Still another concern is that the tidyverse is too complex. Base R has about 2,000 functions. There are over 1,000 functions in the “core” tidyverse alone (though you can get by with just a handful, especially when teaching):

But to me the bigger picture is that R as a whole is becoming more complex.

Not only are more and more packages released every year (tidy or not, developers were productive in lockdown!):

but they are becoming more complex, in that newer packages are increasingly dependent on other packages (exposing them to bugs and failures down the road):

In the last decade there has been a 2000% increase in the maximum number of imports per package. The maximum dependencies in any package in 2010 was two. So far in 2021 there is already a package with 46 dependencies.

Many new packages will probably fade away, just like how most new scientific discoveries are forgotten. Allowing users to evolve the language organically instead of some central authority increases innovation. But when does innovation become chaos? At what point do developers say, screw it, let’s write a new language?

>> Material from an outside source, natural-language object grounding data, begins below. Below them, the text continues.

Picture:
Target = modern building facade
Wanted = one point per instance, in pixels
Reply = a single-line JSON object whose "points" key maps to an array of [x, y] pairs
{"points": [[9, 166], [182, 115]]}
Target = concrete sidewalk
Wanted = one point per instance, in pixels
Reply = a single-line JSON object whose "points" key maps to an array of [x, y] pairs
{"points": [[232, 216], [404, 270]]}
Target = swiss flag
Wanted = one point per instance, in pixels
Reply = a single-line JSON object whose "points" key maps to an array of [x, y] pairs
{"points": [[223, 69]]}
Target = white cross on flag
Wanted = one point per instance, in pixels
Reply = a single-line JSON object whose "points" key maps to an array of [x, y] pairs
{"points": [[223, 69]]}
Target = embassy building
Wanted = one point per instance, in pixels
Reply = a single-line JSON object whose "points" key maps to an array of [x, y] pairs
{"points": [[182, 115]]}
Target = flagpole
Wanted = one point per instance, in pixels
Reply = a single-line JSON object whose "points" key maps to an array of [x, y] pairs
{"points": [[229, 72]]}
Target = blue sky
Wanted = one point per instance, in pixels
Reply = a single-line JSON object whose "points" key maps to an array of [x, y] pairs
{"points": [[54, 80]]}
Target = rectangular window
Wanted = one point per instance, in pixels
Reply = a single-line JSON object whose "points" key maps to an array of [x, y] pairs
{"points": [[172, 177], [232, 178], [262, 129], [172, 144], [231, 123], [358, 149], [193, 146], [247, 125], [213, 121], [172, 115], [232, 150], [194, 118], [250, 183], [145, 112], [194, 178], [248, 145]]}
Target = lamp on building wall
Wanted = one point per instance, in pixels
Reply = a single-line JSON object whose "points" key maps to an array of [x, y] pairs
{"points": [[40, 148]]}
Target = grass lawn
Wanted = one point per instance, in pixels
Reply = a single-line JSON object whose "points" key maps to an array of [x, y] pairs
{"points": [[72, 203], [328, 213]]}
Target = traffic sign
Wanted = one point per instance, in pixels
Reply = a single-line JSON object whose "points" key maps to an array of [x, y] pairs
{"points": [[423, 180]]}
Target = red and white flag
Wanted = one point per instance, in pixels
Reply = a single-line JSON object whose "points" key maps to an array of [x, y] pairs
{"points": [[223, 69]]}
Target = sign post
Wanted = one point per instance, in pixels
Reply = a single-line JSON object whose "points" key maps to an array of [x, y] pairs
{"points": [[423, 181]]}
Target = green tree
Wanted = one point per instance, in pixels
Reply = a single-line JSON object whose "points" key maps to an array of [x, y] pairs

Politics and the R Language

At the end of the day, it’s not the language that matters, it’s what people do with it.

The tidyverse changes how we code. Does how we code shape how we solve problems and make discoveries?

It’s similar to Orwell’s observation that how we talk and write influences how we think. Just imagine if Old George programmed.

Code

The code to scrape CRAN and make these plots is on GitHub.

  1. Why write “I am bullish on this stock and will hold it through thick and thin” when you can just write “💎🤲”. 

  2. Or maybe this just means tidyverse users are worse coders! I doubt it. 

  3. Check out this debate on Hacker News. 

  4. If you’re wondering how many times I’ve used the word “tidyverse” so far, I’ve lost track. 

  5. ggplot2 was released a year before Stack Overflow was founded in 2008, which probably stunted its early growth. Right now it’s tidyverse package with the most questions.